An activist at a health care die-in
(Photo: Bud Korotzer / NLN)

NEW YORK — On the afternoon of November 2 the sidewalk in front of the New York Times building on 8th Avenue in N.Y.C. was strewn with the symbolically “dead” bodies of people who had lost their lives because they didn’t have affordable health insurance. Members of MoveOn.org and their supporters held a Stand for Health Care – Dying for the Public Option Rally. The action was just one of many taking place nationwide between October 24th and November 4th to urge the Senate to pass health care reform with a robust public option. Every year 45,000 people die in this country because they are uninsured. They don’t go to doctors because they cannot afford to. That is 122 people each and every day – while the unconscionable health insurance companies continue spending $5 million a week to protect their profits by maintaining the status quo.


122 people die every day for lack of adequate health insurance
(Photo: Bud Korotzer / NLN)

Participants told true stories of individuals who had died and then they laid down on the sidewalk – a memorial for those without insurance who die every day. Dr. Sharon Phillips spoke of her work in the hospital emergency room – of people who waited too long to go there – only to be too sick by then to be saved. That could be a person with chest pains who stayed home hoping they would go away, arriving in the emergency room only to die. Or, a 50 year old man with previously controlled diabetes who lost his job and his health insurance. Eventually, feeling very ill, he went to a hospital. His kidneys were totally dysfunctional and he will have to spend the rest of his life on dialysis.


(Photo: Bud Korotzer / NLN)

On November 3, a different group working for health care reform, Mobilization for Health Care for All, announced that eight people were sitting-in at the offices of Rep. Nancy Pelosi in San Francisco because she reneged on her promise to support the Kucinich Amendment to Obama’s health care bill. The Kucinich amendment would have allowed individual states to establish a single payer system (Medicare for all) if they opted to do so. She also reneged on her promise to allow a floor vote on the Weiner Amendment, which would have replaced the bill, HR 3200, with HR 676 which is also for a single payer (Medicare for all) insurance plan.
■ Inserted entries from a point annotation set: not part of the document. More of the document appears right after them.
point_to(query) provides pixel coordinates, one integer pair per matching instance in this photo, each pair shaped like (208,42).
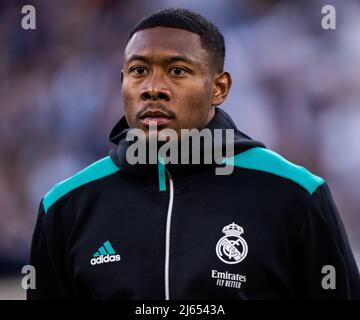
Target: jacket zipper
(167,239)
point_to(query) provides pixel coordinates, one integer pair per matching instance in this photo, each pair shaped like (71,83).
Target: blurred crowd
(296,87)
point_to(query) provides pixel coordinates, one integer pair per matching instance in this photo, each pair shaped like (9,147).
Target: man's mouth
(158,117)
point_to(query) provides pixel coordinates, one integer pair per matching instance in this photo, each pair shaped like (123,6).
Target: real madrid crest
(232,248)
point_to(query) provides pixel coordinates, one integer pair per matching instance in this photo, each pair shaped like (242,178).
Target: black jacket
(270,230)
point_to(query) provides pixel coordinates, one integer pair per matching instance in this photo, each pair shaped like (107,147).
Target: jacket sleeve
(327,266)
(48,262)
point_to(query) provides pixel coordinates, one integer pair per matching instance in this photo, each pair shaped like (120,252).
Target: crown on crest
(233,230)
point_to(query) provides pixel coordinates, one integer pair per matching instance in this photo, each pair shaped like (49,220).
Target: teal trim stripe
(97,170)
(269,161)
(109,248)
(161,174)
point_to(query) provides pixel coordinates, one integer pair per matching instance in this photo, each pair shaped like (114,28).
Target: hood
(221,120)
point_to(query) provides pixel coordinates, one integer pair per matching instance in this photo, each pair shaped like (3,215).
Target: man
(268,230)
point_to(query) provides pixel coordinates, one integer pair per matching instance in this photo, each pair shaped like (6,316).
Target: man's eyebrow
(166,60)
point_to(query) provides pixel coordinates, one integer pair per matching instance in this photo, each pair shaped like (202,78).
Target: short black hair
(211,38)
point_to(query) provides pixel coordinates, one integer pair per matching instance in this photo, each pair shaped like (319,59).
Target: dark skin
(170,76)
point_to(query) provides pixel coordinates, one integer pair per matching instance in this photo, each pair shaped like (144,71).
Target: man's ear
(222,84)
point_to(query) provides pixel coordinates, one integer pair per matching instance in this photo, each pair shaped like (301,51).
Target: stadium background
(296,87)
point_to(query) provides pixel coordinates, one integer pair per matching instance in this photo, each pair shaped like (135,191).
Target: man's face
(167,80)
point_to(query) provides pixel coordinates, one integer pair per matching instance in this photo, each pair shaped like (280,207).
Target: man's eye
(138,70)
(177,71)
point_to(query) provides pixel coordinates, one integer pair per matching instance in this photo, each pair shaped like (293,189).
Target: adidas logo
(105,254)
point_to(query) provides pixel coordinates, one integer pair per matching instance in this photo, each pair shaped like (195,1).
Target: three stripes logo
(105,254)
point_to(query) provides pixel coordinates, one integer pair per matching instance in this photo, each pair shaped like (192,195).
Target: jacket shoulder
(95,171)
(265,160)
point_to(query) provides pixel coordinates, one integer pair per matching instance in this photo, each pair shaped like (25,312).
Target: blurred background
(296,87)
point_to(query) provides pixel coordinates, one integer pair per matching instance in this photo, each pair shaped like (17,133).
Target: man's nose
(155,89)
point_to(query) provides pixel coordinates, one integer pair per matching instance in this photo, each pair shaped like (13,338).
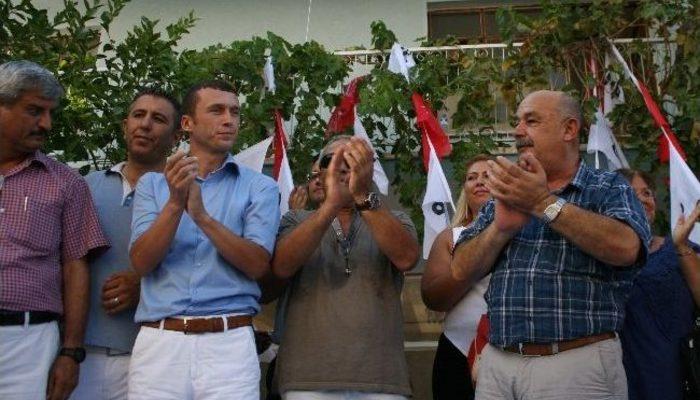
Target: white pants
(102,376)
(338,395)
(592,372)
(26,355)
(171,365)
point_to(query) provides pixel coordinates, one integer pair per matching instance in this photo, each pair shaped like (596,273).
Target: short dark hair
(156,91)
(189,102)
(21,76)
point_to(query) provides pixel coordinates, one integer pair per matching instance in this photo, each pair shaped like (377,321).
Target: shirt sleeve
(406,222)
(262,217)
(481,222)
(621,203)
(81,230)
(289,221)
(145,209)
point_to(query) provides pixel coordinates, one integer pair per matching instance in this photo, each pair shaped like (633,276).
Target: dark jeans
(451,378)
(270,385)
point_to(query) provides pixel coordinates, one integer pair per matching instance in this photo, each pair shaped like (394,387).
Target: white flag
(285,183)
(601,138)
(400,60)
(269,75)
(254,156)
(685,191)
(436,202)
(378,175)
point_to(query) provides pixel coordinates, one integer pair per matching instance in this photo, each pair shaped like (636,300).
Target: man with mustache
(343,332)
(48,228)
(563,243)
(150,131)
(203,232)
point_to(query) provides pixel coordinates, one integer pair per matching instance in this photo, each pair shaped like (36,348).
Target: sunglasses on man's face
(313,176)
(325,161)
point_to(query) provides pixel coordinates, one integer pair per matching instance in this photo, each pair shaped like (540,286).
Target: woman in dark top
(659,312)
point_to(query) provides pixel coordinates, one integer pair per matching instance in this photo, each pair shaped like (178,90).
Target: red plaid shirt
(46,217)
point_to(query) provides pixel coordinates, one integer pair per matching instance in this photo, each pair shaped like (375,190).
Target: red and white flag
(437,203)
(685,191)
(281,170)
(401,61)
(654,110)
(600,136)
(254,156)
(269,75)
(430,128)
(343,115)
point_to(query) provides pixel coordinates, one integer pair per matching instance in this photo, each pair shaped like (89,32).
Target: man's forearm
(690,266)
(475,258)
(604,238)
(248,257)
(152,246)
(294,248)
(393,239)
(76,296)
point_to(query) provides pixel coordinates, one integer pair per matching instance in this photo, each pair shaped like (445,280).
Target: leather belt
(8,318)
(202,325)
(549,349)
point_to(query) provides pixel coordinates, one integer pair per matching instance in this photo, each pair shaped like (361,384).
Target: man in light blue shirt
(150,130)
(202,233)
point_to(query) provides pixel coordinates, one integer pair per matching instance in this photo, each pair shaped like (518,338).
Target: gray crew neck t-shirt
(344,332)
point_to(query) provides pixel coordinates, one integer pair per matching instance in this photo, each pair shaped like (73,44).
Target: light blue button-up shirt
(193,279)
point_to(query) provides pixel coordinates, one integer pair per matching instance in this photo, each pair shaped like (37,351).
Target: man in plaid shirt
(563,242)
(48,226)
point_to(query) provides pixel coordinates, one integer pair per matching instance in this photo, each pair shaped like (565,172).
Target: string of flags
(684,186)
(437,203)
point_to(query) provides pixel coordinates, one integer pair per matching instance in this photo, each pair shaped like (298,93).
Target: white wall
(336,24)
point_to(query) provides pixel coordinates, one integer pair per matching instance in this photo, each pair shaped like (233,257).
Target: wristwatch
(372,202)
(76,353)
(552,211)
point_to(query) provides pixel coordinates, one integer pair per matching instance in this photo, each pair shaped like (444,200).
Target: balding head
(564,104)
(548,127)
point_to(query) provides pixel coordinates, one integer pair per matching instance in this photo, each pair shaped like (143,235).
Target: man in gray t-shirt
(343,332)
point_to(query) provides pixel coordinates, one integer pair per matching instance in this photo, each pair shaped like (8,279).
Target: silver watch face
(373,200)
(552,211)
It is believed that it would have paid for itself by eliminating $400 billion in insurance company administrative waste. Weiner withdrew his amendment on November 6.

On November 7, H.R. 3962, the Affordable Health Care for America Act, passed a House vote and headed for the Senate. The vote was 220 to 215 and split on party lines.


Protesters outside Rep. Mike McMahon’s Staten Island office
(Photo: Thomas Good / NLN)

The following day a group of Staten Island activists made up of NAACP, MoveOn and Peace Action members protested outside Congressman Mike McMahon’s mid-island office. McMahon voted against H.R. 3962 and the protesters demanded to know if he represented his constituents — or Big Insurance. Although the bill has major flaws, including the Stupak Amendment that denies funding for abortion services, McMahon said that he voted against the bill because of the cost involved in providing universal health care.


The NAACP’s Karen Blanding and Ed Josey with NLN’s Thomas Good
(Photo: Kathleen Kelly / NLN)

In an interview with NY1 reporter Natasha Ghoneim, NLN’s Thomas Good said that “If we stopped invading other people’s countries we could easily afford universal, single payer, health care.” Good also said that he wants to see Stupak stripped in the Senate and is counting on McMahon to help make that happen.


“Rep. McMahon: Whose Side Are You On? Big Insurance Or The People?”
(Photo: Thomas Good / NLN)

A second protest at McMahon’s office is scheduled for 4 p.m. on Thursday, November 10, 2009. The office is located at 265 New Dorp Lane, Staten Island.